Today at 1PM, the Swedish Academy announced the name of this year’s literature laureate–and no, it wasn’t Bob Dylan. It was, in fact, Sweden’s very own Tomas Tranströmer. Their summation for why he was a worthy recipient? In their own words:
The Nobel Prize in Literature 2011 was awarded to Tomas Tranströmer“because, through his condensed, translucent images, he gives us fresh access to reality”.
I am no expert on Tomas Tranströmer or his work. I had never heard of him until I moved to Sweden in 1995. I was first exposed to his writing when I was studying Swedish at ABF. My Swedish teacher thought that reading poetry would give us a better understanding of the melody of the Swedish language. I don’t know if it helped me. My Swedish pronunciation is still sketchy.
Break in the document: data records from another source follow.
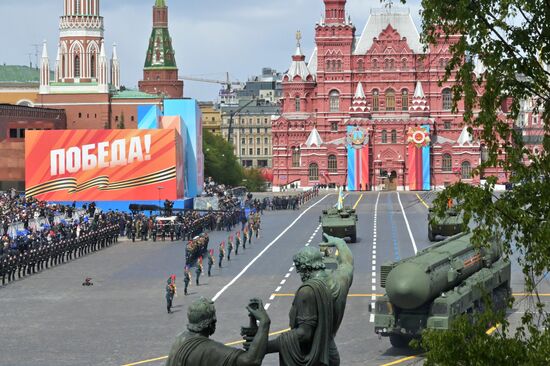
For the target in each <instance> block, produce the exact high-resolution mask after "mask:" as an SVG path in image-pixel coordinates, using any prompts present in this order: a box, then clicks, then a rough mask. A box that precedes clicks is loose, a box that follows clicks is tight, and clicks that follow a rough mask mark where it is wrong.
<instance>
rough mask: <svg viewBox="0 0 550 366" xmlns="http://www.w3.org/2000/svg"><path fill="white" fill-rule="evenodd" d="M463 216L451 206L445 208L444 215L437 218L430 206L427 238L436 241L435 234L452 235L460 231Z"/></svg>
mask: <svg viewBox="0 0 550 366" xmlns="http://www.w3.org/2000/svg"><path fill="white" fill-rule="evenodd" d="M463 224H464V218H463V216H462V213H458V212H456V210H454V209H453V208H449V209H447V211H446V212H445V216H444V217H443V218H439V217H438V216H437V215H436V214H435V213H434V212H433V210H432V209H431V208H430V210H429V212H428V239H429V240H430V241H436V236H437V235H441V236H446V237H449V236H453V235H456V234H459V233H461V232H462V226H463Z"/></svg>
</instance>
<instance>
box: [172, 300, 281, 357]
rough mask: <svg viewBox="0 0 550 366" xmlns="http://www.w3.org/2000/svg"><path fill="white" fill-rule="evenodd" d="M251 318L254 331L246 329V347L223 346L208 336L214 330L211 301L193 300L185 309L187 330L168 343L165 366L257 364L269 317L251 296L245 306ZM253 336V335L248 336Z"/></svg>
mask: <svg viewBox="0 0 550 366" xmlns="http://www.w3.org/2000/svg"><path fill="white" fill-rule="evenodd" d="M247 309H248V312H249V314H250V317H251V318H254V319H255V320H254V322H255V323H256V320H258V321H259V324H258V327H257V329H254V331H255V334H250V333H248V334H247V335H248V336H249V337H248V338H247V341H248V340H251V341H250V343H247V344H246V351H245V350H242V349H237V348H233V347H228V346H225V345H223V344H221V343H218V342H216V341H213V340H211V339H210V338H209V337H210V336H211V335H212V334H214V332H215V331H216V309H215V308H214V303H213V302H212V301H210V300H208V299H206V298H204V297H201V298H200V299H198V300H195V301H194V302H193V303H192V304H191V305H190V306H189V309H188V310H187V319H188V321H189V323H188V324H187V331H184V332H182V333H181V334H179V335H178V336H177V338H176V341H175V342H174V344H173V345H172V349H171V350H170V355H169V356H168V360H167V361H166V366H212V365H216V366H218V365H219V366H259V365H261V364H262V361H263V359H264V356H265V354H266V351H267V341H268V334H269V326H270V323H271V320H270V319H269V316H268V315H267V312H266V311H265V310H264V307H263V304H262V302H261V300H258V299H252V300H251V303H250V304H249V306H247ZM251 336H253V338H252V337H251Z"/></svg>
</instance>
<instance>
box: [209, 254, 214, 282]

However, I was happy to discover a new writer whose work I could admire.
One of the first poems I ever read by him was “After a Death”:
Once there was a shock
that left behind a long, shimmering comet’s tail.
It keeps us inside. It makes the TV pictures snowy.
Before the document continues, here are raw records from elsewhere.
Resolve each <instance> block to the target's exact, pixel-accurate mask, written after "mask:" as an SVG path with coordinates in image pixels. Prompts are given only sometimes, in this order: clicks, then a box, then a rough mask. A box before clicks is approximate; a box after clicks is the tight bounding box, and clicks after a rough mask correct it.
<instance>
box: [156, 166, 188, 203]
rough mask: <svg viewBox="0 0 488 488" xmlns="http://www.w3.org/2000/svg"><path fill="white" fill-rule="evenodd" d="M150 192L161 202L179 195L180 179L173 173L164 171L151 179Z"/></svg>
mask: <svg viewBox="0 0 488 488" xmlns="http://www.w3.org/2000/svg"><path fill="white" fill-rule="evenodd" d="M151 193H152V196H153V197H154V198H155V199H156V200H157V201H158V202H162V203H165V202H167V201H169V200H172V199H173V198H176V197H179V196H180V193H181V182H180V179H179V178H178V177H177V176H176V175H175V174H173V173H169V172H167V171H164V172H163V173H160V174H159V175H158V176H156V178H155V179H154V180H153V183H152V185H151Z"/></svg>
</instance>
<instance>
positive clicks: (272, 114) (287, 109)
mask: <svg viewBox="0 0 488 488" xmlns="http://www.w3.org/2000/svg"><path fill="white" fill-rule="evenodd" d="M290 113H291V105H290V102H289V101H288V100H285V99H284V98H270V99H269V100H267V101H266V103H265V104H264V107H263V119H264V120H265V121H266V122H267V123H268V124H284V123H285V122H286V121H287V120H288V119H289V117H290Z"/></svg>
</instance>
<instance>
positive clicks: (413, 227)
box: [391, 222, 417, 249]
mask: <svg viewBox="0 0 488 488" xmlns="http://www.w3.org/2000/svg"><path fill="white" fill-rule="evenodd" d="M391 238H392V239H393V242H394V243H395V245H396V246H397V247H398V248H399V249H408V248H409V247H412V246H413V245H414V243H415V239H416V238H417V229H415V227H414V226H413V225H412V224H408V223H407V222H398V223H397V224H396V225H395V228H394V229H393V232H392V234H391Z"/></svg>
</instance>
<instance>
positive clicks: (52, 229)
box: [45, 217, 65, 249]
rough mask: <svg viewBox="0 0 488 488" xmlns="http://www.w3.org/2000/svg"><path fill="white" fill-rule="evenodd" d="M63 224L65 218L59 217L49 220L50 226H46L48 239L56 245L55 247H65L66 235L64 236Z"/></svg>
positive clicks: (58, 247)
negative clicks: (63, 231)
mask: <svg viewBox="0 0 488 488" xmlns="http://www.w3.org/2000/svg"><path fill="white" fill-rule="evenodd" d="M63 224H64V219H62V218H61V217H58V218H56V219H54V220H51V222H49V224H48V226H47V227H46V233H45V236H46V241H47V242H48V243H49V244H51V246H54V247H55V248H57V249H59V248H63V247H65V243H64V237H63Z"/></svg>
It settles in cold drops on the telephone wires.
One can still go slowly on skis in the winter sun
through brush where a few leaves hang on.
They resemble pages torn from old telephone directories.
Names swallowed by the cold.
It is still beautiful to hear the heart beat
but often the shadow seems more real than the body.
The samurai looks insignificant
beside his armor of black dragon scales.